Para el Gobierno de Angela Merkel sería terrible. Su país, hasta ahora un ejemplo de eficiencia y rigor, queda así en evidencia. En primer lugar, por ser incapaz de identificar la verdura asesina. En segundo, por haber incurrido en el defecto que los europeos del norte suelen atribuir a los del sur: trabajar mal y llegar a conclusiones precipitadas. Ya se sabe: lo malo solo puede venir del sur.

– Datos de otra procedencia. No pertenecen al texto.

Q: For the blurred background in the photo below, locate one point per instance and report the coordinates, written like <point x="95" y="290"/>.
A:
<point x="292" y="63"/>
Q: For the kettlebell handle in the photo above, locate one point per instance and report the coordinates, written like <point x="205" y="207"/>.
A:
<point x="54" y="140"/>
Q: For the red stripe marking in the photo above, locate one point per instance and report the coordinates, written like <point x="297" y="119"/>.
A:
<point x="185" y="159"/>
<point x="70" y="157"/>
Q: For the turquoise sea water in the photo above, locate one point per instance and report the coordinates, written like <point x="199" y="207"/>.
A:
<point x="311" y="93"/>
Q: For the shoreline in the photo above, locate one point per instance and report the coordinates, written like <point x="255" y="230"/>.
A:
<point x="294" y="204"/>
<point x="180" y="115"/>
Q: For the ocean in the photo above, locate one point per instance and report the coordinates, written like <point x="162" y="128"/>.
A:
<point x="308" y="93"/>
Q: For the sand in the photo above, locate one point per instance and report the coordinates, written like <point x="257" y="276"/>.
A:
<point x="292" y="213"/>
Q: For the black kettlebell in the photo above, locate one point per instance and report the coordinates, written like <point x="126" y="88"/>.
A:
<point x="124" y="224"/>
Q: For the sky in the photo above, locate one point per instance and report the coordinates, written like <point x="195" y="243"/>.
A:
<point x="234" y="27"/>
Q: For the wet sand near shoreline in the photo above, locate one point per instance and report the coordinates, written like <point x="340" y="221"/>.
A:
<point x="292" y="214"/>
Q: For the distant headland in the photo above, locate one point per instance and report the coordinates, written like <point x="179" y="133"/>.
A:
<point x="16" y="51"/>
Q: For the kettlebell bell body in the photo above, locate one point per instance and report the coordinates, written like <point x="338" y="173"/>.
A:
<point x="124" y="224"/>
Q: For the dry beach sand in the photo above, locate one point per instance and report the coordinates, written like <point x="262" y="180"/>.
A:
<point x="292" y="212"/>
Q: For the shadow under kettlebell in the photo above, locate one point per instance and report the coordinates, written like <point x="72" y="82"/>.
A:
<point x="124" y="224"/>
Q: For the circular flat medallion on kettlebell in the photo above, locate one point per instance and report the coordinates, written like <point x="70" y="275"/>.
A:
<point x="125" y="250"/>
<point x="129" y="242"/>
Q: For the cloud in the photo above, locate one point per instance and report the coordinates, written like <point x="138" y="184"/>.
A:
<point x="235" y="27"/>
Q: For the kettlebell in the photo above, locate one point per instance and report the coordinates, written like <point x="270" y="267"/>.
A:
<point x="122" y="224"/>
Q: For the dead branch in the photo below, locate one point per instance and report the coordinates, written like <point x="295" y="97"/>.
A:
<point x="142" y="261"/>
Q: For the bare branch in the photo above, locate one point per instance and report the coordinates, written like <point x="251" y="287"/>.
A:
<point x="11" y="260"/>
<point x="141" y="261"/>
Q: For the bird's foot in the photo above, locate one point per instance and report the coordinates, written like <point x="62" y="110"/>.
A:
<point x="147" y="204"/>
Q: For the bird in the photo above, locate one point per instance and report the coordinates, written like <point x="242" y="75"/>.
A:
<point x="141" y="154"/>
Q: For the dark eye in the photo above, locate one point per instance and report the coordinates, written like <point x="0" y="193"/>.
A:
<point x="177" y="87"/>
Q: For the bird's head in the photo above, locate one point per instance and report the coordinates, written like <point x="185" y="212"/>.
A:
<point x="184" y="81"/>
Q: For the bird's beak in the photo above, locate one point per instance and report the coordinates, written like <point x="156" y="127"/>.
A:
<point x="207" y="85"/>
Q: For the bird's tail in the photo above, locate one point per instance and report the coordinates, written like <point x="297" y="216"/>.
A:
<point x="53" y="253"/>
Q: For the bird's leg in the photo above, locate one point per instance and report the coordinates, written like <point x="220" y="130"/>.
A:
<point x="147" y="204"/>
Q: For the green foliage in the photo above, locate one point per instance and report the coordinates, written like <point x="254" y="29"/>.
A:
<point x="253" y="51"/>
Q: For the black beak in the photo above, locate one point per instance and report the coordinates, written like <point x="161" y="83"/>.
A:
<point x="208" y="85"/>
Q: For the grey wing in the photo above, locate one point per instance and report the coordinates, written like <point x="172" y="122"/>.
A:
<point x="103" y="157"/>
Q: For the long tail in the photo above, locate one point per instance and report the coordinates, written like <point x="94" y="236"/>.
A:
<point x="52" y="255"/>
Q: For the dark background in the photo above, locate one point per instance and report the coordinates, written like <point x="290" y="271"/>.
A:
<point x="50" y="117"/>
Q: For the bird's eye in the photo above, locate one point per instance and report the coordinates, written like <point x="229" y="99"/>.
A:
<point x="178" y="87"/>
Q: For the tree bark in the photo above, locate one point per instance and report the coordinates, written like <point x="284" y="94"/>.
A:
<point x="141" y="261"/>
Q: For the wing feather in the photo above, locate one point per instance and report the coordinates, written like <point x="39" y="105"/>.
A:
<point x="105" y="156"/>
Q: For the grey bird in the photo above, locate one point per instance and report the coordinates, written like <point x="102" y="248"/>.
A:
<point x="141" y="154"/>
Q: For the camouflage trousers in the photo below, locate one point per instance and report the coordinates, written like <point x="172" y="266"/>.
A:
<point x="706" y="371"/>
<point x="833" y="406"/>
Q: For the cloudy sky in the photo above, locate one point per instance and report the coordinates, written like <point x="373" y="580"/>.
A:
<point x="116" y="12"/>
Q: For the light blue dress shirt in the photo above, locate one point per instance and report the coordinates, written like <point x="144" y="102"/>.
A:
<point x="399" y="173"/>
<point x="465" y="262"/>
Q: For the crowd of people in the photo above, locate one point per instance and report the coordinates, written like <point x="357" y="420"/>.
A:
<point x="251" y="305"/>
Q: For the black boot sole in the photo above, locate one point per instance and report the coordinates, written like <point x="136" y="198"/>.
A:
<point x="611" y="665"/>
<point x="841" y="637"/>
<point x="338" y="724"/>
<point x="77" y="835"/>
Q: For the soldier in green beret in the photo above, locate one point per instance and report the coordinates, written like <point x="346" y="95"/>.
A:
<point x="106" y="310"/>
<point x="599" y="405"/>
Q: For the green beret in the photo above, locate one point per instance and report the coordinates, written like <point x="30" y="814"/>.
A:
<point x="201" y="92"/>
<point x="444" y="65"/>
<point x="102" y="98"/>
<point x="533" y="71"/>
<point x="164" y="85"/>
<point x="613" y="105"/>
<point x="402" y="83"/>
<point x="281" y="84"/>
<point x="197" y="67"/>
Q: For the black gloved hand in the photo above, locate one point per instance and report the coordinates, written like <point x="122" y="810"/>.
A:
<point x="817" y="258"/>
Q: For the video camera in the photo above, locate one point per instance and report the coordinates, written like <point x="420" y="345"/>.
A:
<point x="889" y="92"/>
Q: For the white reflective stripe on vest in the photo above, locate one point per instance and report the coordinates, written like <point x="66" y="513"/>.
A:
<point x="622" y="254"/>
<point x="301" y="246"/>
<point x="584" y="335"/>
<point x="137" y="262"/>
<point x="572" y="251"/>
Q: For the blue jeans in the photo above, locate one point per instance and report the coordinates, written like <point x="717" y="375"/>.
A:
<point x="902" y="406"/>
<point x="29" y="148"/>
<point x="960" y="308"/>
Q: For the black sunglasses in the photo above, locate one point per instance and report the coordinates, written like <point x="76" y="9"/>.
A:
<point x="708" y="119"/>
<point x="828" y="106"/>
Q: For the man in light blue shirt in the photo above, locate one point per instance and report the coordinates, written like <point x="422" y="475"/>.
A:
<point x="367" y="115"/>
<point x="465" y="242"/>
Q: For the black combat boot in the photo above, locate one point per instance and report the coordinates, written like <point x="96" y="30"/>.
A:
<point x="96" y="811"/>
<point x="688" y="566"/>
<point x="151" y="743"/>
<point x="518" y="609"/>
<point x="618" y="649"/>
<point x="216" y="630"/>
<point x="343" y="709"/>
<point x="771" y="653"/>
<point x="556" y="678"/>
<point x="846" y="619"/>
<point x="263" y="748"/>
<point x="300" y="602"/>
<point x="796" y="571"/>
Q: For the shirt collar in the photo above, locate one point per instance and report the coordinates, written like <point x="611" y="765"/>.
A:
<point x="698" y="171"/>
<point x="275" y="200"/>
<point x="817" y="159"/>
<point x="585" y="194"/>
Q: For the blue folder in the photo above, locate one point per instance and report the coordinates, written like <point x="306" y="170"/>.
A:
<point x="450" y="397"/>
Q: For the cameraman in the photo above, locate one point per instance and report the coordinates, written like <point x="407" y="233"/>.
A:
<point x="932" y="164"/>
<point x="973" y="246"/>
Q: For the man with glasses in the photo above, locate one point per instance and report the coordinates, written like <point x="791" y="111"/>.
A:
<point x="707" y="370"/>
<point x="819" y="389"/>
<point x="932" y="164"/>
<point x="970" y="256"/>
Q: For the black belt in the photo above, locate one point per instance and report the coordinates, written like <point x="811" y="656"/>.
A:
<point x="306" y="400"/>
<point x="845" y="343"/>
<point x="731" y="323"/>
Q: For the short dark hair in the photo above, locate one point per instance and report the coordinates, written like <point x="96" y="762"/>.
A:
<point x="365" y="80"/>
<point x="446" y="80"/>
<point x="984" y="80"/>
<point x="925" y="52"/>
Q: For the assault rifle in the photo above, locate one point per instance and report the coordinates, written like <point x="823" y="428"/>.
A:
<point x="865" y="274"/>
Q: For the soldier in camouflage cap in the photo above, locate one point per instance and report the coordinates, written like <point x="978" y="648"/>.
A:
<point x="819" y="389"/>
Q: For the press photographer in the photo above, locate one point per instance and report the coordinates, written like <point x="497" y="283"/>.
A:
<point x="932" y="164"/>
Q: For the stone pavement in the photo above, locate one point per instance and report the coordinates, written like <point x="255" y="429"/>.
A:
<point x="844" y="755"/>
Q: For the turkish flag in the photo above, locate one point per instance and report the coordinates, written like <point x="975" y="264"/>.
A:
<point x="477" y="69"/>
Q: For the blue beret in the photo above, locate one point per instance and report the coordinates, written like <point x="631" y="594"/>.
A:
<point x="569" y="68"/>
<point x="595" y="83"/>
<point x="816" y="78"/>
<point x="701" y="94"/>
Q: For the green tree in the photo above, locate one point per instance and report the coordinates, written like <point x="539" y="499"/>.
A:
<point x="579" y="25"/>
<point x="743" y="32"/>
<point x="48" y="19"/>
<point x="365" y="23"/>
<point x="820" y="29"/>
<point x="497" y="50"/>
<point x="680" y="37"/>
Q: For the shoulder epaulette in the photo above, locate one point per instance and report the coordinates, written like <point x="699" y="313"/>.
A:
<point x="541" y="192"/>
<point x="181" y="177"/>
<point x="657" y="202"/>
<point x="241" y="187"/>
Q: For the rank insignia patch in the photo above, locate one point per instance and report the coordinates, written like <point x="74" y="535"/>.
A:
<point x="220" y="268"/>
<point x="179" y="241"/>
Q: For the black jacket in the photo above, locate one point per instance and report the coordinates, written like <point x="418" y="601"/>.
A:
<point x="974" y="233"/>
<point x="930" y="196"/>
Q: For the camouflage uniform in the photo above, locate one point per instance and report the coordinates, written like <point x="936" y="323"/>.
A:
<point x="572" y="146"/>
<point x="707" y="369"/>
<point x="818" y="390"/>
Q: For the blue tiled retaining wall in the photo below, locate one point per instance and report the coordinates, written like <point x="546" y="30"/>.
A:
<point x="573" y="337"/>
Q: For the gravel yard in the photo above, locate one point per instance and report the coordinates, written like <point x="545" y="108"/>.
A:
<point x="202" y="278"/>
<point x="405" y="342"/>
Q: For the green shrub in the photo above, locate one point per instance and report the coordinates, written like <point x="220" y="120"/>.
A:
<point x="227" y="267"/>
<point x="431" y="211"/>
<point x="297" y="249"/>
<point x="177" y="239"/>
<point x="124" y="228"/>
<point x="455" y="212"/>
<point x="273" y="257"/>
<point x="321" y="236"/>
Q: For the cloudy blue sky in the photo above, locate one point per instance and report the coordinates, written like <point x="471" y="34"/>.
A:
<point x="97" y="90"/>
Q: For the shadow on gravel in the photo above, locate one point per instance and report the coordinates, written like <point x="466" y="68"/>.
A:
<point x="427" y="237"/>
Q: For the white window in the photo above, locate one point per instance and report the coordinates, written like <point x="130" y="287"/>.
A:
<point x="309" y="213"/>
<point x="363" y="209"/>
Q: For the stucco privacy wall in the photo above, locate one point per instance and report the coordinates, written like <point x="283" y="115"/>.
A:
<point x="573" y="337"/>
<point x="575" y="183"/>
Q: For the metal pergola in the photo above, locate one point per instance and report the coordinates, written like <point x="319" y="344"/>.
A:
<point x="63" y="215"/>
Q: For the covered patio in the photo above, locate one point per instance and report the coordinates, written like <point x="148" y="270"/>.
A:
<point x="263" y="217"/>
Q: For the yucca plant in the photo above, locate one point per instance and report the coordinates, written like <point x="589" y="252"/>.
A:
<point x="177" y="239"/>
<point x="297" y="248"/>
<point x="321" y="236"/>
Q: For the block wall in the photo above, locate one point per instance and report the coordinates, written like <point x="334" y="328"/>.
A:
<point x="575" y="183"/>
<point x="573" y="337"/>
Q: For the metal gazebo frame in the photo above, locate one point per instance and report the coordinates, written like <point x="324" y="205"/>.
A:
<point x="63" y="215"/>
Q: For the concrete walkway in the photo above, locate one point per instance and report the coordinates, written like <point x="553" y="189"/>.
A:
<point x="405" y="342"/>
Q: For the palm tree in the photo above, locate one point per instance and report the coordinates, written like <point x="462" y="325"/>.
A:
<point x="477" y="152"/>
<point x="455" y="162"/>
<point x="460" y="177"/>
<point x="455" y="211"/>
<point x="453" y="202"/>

Es cierto que vivimos en el tiempo de lo inmediato y que no hay nada que nos desespere más que la incertidumbre. Todo lo queremos aquí y ahora, enseguida. Las crisis, las alimentarias y las otras, generan auténticos tsunamis de pánico a los que los gobernantes tratan de dar respuesta incluso cuando no la tienen. Ahora bien, ¿se imaginan que se diera la situación inversa y que España culpara falsamente a las salchichas alemanas de la muerte de 20 de sus conciudadanos? Seguro que frau Merkel no tendría piedad de nosotros. Como penitencia, convertiría Mallorca y las Canarias en länder alemanes, nos impondría la Oktoberfest como fiesta nacional y encima nos obligaría a comer chucrut en el ágape de Navidad.